The art of the narrative opens the door to limitless possibilities for style. The development of this style is absolutely imperative in creating the ideal environment in which the story will take place. Equally important, however, is perspective, for it is perspective that is responsible for the way in which the reader relates to the material. Horror writers in particular rely on the manipulation of perspective to evoke reader response. The tales of Edgar Allan Poe, the heralded master of macabre, are fine examples of the effectiveness of well-developed style and perspective, as the majority of his works place the reader inside the mind of the main character, or else as a sort of confidante. Poe's short story, The Tell-Tale Heart, is no exception to this rule.

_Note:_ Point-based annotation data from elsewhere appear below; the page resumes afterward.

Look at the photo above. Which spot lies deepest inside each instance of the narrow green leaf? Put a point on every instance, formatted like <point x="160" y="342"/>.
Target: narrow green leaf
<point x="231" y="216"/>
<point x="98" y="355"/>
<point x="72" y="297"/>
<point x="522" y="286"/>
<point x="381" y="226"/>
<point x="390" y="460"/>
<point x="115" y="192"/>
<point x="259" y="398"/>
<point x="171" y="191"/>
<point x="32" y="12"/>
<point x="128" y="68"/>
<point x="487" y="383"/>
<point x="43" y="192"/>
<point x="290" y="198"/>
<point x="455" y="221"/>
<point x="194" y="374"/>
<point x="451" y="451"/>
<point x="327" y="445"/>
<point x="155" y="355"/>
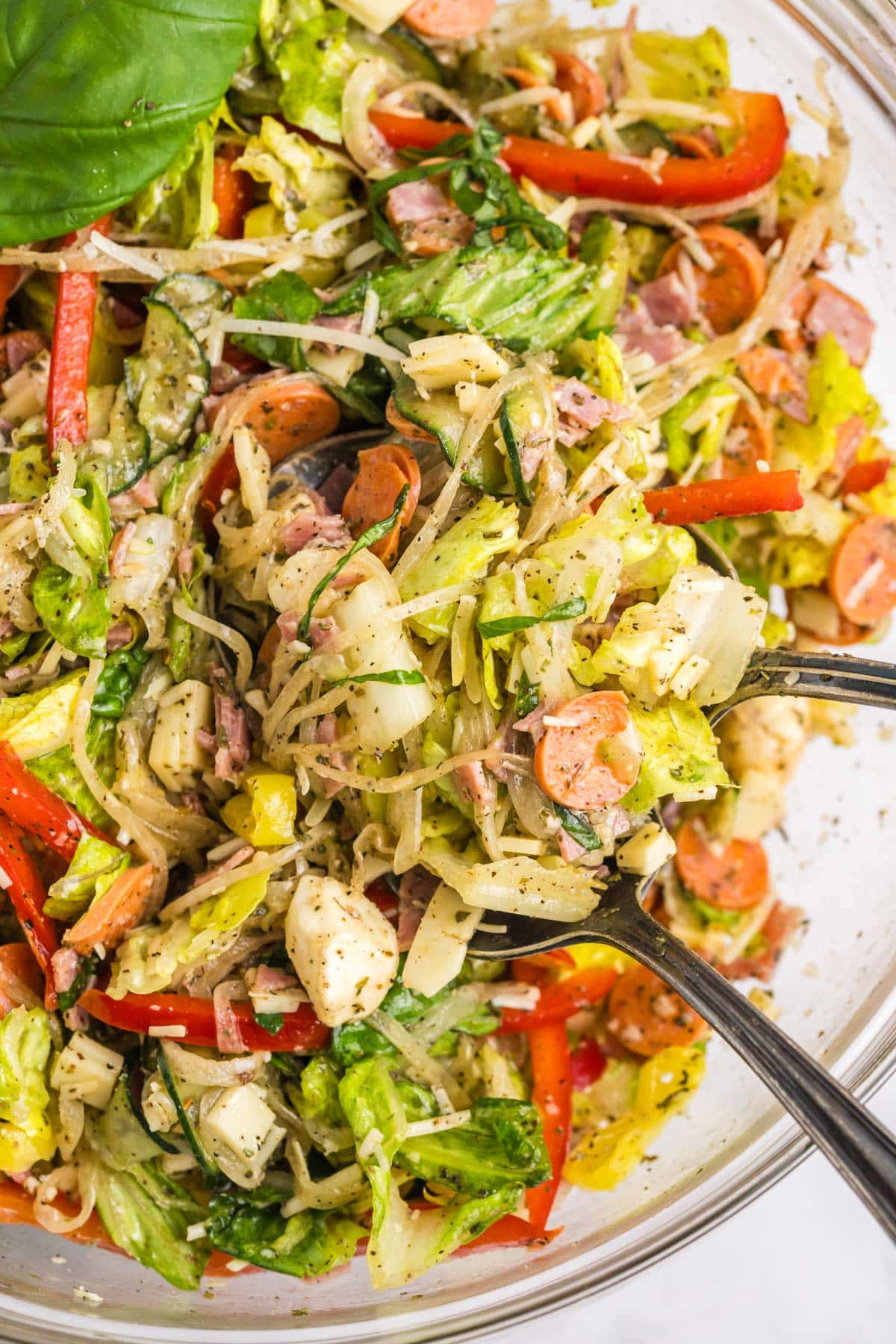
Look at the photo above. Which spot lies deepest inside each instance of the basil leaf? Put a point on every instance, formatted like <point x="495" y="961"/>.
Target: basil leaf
<point x="401" y="676"/>
<point x="374" y="534"/>
<point x="527" y="697"/>
<point x="269" y="1021"/>
<point x="508" y="624"/>
<point x="578" y="827"/>
<point x="96" y="100"/>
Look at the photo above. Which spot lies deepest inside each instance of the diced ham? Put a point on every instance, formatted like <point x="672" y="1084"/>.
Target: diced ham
<point x="425" y="220"/>
<point x="833" y="311"/>
<point x="184" y="562"/>
<point x="16" y="349"/>
<point x="65" y="965"/>
<point x="231" y="738"/>
<point x="119" y="636"/>
<point x="316" y="530"/>
<point x="476" y="786"/>
<point x="414" y="894"/>
<point x="119" y="549"/>
<point x="777" y="933"/>
<point x="287" y="625"/>
<point x="321" y="632"/>
<point x="668" y="302"/>
<point x="327" y="734"/>
<point x="570" y="848"/>
<point x="347" y="323"/>
<point x="581" y="410"/>
<point x="637" y="334"/>
<point x="335" y="488"/>
<point x="193" y="801"/>
<point x="136" y="500"/>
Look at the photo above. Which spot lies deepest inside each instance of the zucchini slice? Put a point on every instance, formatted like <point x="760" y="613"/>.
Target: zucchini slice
<point x="441" y="416"/>
<point x="168" y="381"/>
<point x="523" y="423"/>
<point x="207" y="1164"/>
<point x="196" y="299"/>
<point x="129" y="445"/>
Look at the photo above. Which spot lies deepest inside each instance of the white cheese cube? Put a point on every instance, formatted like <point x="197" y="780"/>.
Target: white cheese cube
<point x="175" y="753"/>
<point x="87" y="1071"/>
<point x="240" y="1120"/>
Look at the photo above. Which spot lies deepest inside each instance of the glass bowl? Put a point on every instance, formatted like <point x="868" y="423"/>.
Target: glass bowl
<point x="836" y="989"/>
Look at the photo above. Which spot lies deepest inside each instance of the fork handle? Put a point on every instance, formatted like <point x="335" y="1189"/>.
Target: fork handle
<point x="849" y="1136"/>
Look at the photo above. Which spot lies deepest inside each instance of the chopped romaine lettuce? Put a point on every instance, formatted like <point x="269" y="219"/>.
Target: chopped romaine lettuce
<point x="529" y="299"/>
<point x="94" y="867"/>
<point x="249" y="1226"/>
<point x="464" y="553"/>
<point x="26" y="1135"/>
<point x="148" y="1214"/>
<point x="680" y="754"/>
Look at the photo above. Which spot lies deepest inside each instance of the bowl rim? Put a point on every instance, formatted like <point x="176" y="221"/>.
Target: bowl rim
<point x="860" y="38"/>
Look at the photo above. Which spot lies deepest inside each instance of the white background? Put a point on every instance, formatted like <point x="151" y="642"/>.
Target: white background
<point x="805" y="1263"/>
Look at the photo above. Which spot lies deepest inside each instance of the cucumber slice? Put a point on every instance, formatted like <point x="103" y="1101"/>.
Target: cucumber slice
<point x="207" y="1164"/>
<point x="196" y="299"/>
<point x="129" y="445"/>
<point x="168" y="381"/>
<point x="441" y="416"/>
<point x="642" y="137"/>
<point x="415" y="55"/>
<point x="136" y="1110"/>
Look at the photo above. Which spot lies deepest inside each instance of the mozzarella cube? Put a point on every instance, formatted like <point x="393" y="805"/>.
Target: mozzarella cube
<point x="240" y="1120"/>
<point x="343" y="948"/>
<point x="175" y="753"/>
<point x="87" y="1071"/>
<point x="445" y="361"/>
<point x="647" y="850"/>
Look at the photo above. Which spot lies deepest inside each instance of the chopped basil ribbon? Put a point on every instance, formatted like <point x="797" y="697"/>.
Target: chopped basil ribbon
<point x="374" y="534"/>
<point x="508" y="624"/>
<point x="578" y="827"/>
<point x="401" y="676"/>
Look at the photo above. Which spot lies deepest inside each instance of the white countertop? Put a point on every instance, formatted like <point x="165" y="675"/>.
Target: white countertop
<point x="803" y="1265"/>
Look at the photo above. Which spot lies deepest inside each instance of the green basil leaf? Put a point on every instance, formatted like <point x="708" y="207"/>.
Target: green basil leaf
<point x="269" y="1021"/>
<point x="374" y="534"/>
<point x="96" y="100"/>
<point x="508" y="624"/>
<point x="401" y="676"/>
<point x="527" y="697"/>
<point x="578" y="827"/>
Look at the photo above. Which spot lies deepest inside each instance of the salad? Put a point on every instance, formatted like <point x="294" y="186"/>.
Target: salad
<point x="280" y="732"/>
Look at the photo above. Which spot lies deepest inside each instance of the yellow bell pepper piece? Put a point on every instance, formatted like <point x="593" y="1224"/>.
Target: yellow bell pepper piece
<point x="265" y="812"/>
<point x="665" y="1085"/>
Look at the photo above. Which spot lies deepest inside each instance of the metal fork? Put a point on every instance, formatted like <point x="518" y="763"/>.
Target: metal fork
<point x="859" y="1147"/>
<point x="849" y="1136"/>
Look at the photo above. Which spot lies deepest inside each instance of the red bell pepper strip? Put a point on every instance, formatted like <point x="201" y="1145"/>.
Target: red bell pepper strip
<point x="553" y="1095"/>
<point x="70" y="354"/>
<point x="16" y="1206"/>
<point x="754" y="161"/>
<point x="38" y="811"/>
<point x="588" y="1063"/>
<point x="561" y="1001"/>
<point x="301" y="1030"/>
<point x="700" y="502"/>
<point x="233" y="193"/>
<point x="27" y="895"/>
<point x="865" y="476"/>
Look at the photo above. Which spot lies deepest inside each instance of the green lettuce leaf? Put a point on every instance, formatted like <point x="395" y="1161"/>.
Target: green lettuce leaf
<point x="680" y="754"/>
<point x="526" y="297"/>
<point x="148" y="1214"/>
<point x="250" y="1226"/>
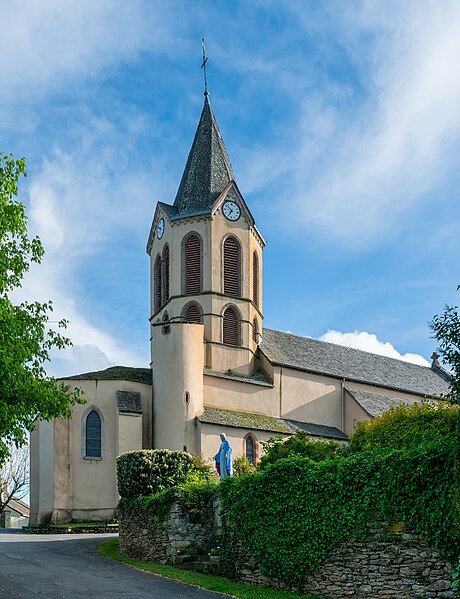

The Tell-Tale Heart tells the story of a man's deadly obsession with a physical imperfection which drives him to murder. The tale is often told in short, exclamatory bursts, which become more frequent as the plot progresses. This fragmented style helps to give an already-bizarre story a surreal, disjointed edge. The story is presented from the first-person perspective of the culprit, who continually asserts his sanity to the reader. The narrator attempts to support his suspicious claims by recounting the increasingly bizarre measures that he took in the plotting and execution of the murder, his increasingly fervent and repetitious words confirming the extent of his madness as he finally cries out in an imagined agony a confession of guilt.
There is certainly more than rhetoric to be held accountable for the success of a tale, but it's important to note that the story would not have been as effective had it been written from a more detached point of view. Edgar Allan Poe weaves a careful tapestry of the bizarre and grotesque, mingled with the unsettling paranoia of a stark madman; these elements combine with frightening efficacy to make The Tell-Tale Heart a truly harrowing read.